Nesta segunda-feira, 25, estado começa a abrir a atividade econômica, apesar dos números ainda serem altos. Quando os números da doença eram tímidos no Pará, e poucos casos estavam confirmados, o governo reagiu com medidas de distanciamento social, anunciou a construção de hospitais de campanha, criou leitos, colocou atendimento itinerante e comprou equipamentos.

Aos poucos, agora, as filas nas portas das unidades de saúde estão dimunuindo na capital e Região Metropolitana, mas os casos estão explodindo nos municípios do interior do estado.

No Amazonas, segundo dados da Secretaria de Estado de Saúde (Susam), aumentou o número de leitos e respiradores para tratamento da covid-19. São agora 1.138 na rede estadual, sendo 816 leitos clínicos, 243 de Unidade de Terapia Intensiva e 79 de Sala Vermelha. A taxa de ocupação da UTI é de 87%. Porém, a falta de leitos aliada à imprudência dos moradores é um fator que pode agravar ainda mais o quadro da doença no estado.

A Região Metropolitana de São Paulo já tem 13 hospitais lotados e que não recebem mais pacientes.
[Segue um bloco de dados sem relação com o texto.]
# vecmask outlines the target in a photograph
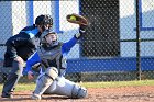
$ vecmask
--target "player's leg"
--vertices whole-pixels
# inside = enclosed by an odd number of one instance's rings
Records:
[[[86,98],[87,89],[64,77],[58,77],[45,91],[45,93],[67,95],[69,98]]]
[[[36,88],[32,94],[32,99],[40,100],[44,91],[53,83],[57,78],[58,70],[55,67],[50,67],[45,70],[45,73],[41,75],[36,81]]]

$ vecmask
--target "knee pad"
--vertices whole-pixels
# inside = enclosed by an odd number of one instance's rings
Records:
[[[58,77],[58,70],[55,67],[50,67],[45,70],[45,75],[55,80]]]
[[[80,99],[87,97],[87,89],[75,84],[72,92],[72,98]]]

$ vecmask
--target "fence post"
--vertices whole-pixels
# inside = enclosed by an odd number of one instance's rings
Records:
[[[140,10],[139,10],[139,4],[140,0],[136,0],[136,70],[138,70],[138,80],[141,80],[141,50],[140,50],[140,44],[141,44],[141,38],[140,38]]]

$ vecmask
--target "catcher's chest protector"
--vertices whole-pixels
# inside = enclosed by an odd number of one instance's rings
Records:
[[[43,48],[42,46],[37,49],[37,53],[42,60],[44,68],[56,67],[61,75],[61,69],[66,69],[66,57],[62,54],[62,44],[54,48]]]

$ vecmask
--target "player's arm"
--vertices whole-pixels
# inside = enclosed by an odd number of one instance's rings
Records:
[[[85,32],[86,32],[86,30],[82,26],[80,26],[79,33],[75,34],[72,39],[69,39],[68,42],[63,44],[62,52],[63,53],[69,52],[75,46],[77,41],[82,37]]]

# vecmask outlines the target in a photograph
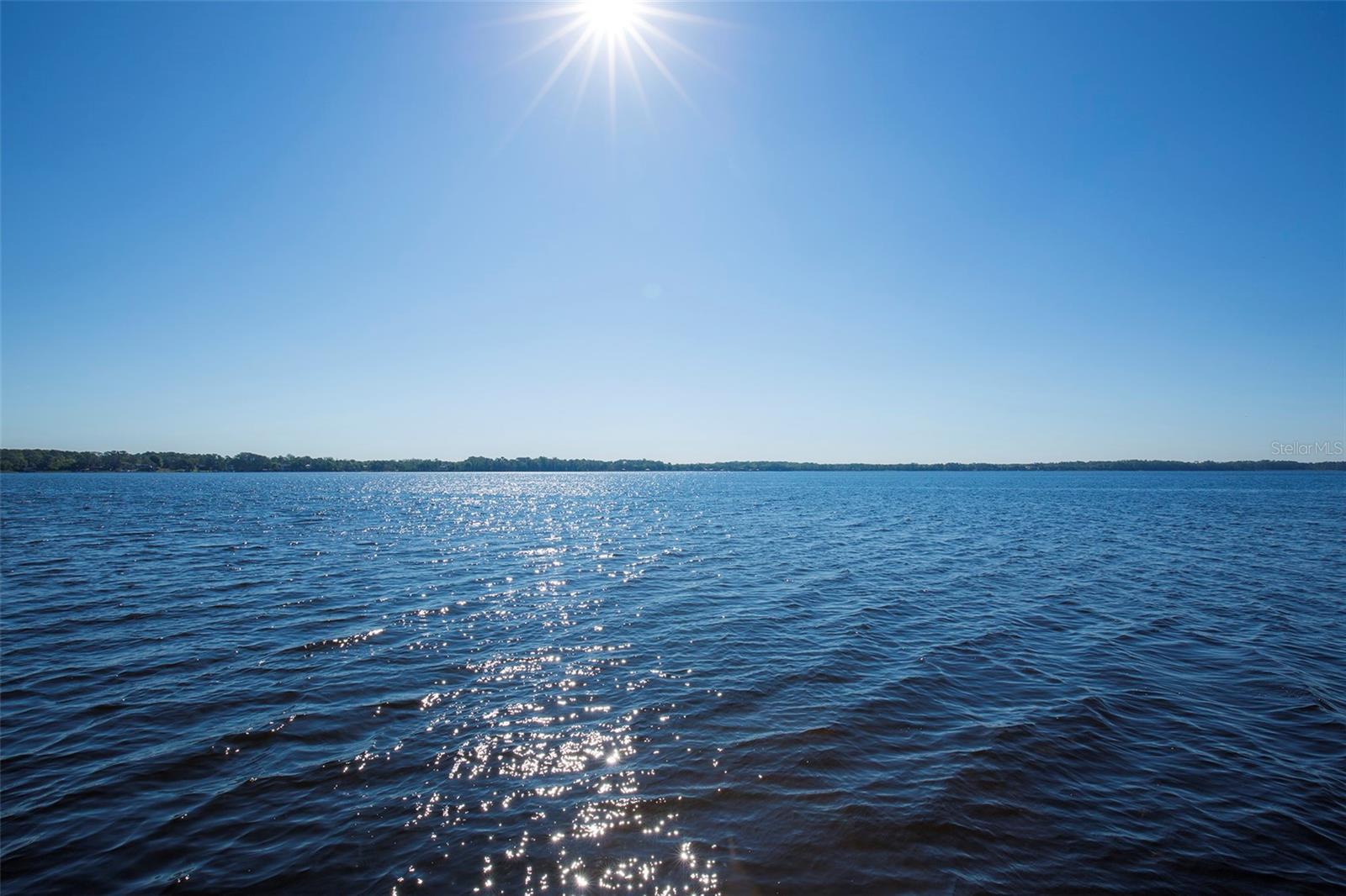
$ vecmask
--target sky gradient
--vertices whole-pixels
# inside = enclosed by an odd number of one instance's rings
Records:
[[[682,5],[615,128],[537,9],[3,4],[3,444],[1346,439],[1346,5]]]

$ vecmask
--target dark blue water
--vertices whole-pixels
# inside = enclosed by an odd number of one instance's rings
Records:
[[[1346,888],[1346,476],[7,475],[5,893]]]

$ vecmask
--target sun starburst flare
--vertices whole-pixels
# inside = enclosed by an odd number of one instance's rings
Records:
[[[654,0],[583,0],[581,3],[559,3],[538,12],[514,16],[507,19],[507,22],[534,22],[540,19],[561,19],[561,23],[526,51],[516,57],[513,62],[522,62],[549,50],[559,52],[560,59],[542,81],[542,86],[524,109],[524,113],[510,129],[506,140],[524,125],[528,117],[553,91],[565,74],[572,70],[577,71],[579,82],[571,104],[571,121],[573,122],[591,82],[595,81],[595,69],[599,69],[599,78],[604,81],[603,87],[610,137],[615,137],[616,135],[618,83],[622,78],[630,78],[630,85],[645,117],[653,125],[654,112],[650,108],[645,79],[641,74],[642,69],[646,70],[646,75],[653,70],[693,112],[697,110],[696,102],[693,102],[664,55],[672,50],[717,71],[715,65],[670,35],[665,27],[661,27],[656,22],[662,22],[662,24],[719,24],[719,22],[678,9],[669,9]]]

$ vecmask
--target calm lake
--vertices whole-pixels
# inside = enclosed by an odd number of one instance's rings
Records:
[[[1346,888],[1346,475],[5,475],[5,893]]]

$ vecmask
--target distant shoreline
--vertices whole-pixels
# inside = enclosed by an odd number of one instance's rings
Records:
[[[175,451],[61,451],[3,448],[0,472],[922,472],[922,471],[1335,471],[1343,460],[1061,460],[991,464],[820,464],[790,460],[725,460],[676,464],[662,460],[588,460],[561,457],[466,457],[463,460],[341,460],[283,455],[267,457],[197,455]]]

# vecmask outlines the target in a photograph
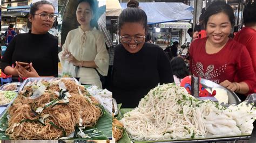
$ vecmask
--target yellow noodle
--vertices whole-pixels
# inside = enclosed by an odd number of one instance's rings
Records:
[[[71,96],[68,97],[69,103],[45,108],[46,103],[58,99],[58,95],[54,92],[59,91],[59,85],[56,84],[48,86],[45,93],[35,99],[29,98],[33,94],[31,85],[25,87],[19,93],[8,110],[10,118],[5,133],[11,139],[56,139],[63,137],[63,131],[67,135],[73,132],[80,118],[83,119],[83,125],[85,126],[95,125],[102,115],[100,108],[97,105],[99,102],[91,96],[89,101],[88,97],[85,97],[88,92],[75,81],[66,79],[60,81],[64,83]],[[42,83],[44,85],[50,85],[46,81]],[[78,89],[82,95],[79,94]],[[63,101],[58,102],[58,103],[64,103]],[[39,115],[36,113],[38,108],[44,107]],[[44,119],[45,125],[43,125],[38,120],[39,117],[44,116],[48,117]],[[24,120],[26,121],[21,122]],[[51,122],[61,129],[52,126]],[[19,125],[16,126],[17,124]]]

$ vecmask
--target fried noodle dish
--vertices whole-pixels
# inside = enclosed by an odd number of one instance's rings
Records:
[[[118,141],[124,136],[124,125],[112,116],[112,132],[116,141]]]
[[[11,139],[56,139],[75,132],[77,126],[94,126],[103,114],[101,109],[72,79],[30,82],[8,111],[5,133]]]
[[[17,85],[15,83],[10,84],[3,88],[3,91],[11,91],[17,90]]]

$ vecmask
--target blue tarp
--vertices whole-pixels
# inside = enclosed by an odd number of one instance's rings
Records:
[[[120,4],[127,8],[126,3]],[[193,8],[183,3],[139,3],[139,7],[147,14],[148,24],[193,19]]]

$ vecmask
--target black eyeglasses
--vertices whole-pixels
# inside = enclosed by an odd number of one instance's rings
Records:
[[[33,14],[34,15],[39,15],[40,16],[40,19],[43,20],[46,20],[49,18],[49,20],[51,22],[55,22],[56,20],[57,17],[58,16],[56,16],[54,14],[48,14],[46,13],[42,13],[39,14]]]
[[[145,38],[145,36],[136,36],[136,37],[130,37],[130,36],[121,36],[121,40],[123,42],[130,42],[132,40],[132,38],[133,38],[134,41],[137,43],[142,42],[143,40]]]

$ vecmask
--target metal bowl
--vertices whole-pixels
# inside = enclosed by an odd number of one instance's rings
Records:
[[[227,95],[228,96],[228,104],[235,104],[238,105],[241,103],[241,100],[238,96],[233,91],[228,90],[228,89],[214,82],[211,81],[201,78],[200,83],[202,86],[205,88],[209,88],[212,90],[213,88],[219,88],[224,89],[227,91]]]

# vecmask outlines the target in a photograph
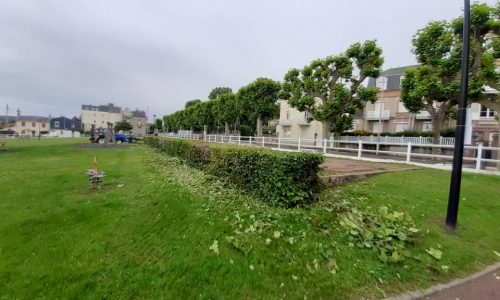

A taxa de ocupação dos leitos em UTIs está próximo de 91%. Mas é o aumento de casos no interior do estado o que mais preocupa as autoridades de saúde no momento: a covid-19 chegou na sexta-feira, 22, a 500 municípios do estado - são 645 cidades -, e a taxa de crescimento no interior é quase quatro vezes maior do que na capital.

Das cerca de 5.3 mil vagas de internação em UTI disponíveis em São Paulo, mais de 4.4 mil já estão ocupadas. O ritmo de crescimento de óbitos no Estado em seis regiões já é maior do que na região metropolitana e o número total de leitos de internação no interior é menor. Na região de Presidente Prudente, por exemplo, entre 30 de abril e a segunda-feira passada, houve aumento de 395% no número de casos, de 61 para 302. A região tem 36 leitos públicos de UTI, com previsão de aumento de mais dez.

No Rio de Janeiro, cinco unidades de campanha, prometidas pelo governador Wilson Witzel (PSC), estão atrasadas - e algumas talvez nem sejam abertas. O Maracanã foi inaugurado e funciona com problemas. Segundo números da Secretaria de Estado de Saúde, na quinta, 21, no SUS, esperavam transferência para UTIs 340 pessoas, e para enfermarias outras 238.

Os leitos estavam ocupados, a não ser no Hospital Zilda Arns, em Volta Redonda. Havia ainda leitos nos hospitais de campanha Lagoa-Barra e Parque dos Atletas, erguidos e operados pela Rede D'Or. No Zilda Arns, a ocupação era de 89% na enfermaria e 86% na UTI. No Estado, os mesmos indicadores estavam em 79% e 86%, respectivamente.

Em Pernambuco, os diagnósticos de covid-19, só de abril para cá, saltaram de 95 para 27.759 casos - 46% destes, de paciente graves.

Na capital e Região Metropolitana os hospitais estão lotados e há até fila por leito de UTI. São mais de 2 mil mortes por covid-19, sem indicativo de desaceleração da curva. 97% dos 600 leitos de UTI para covid-19 no estado estão ocupados, de acordo com a Sexcretaria Estadual de Saúde.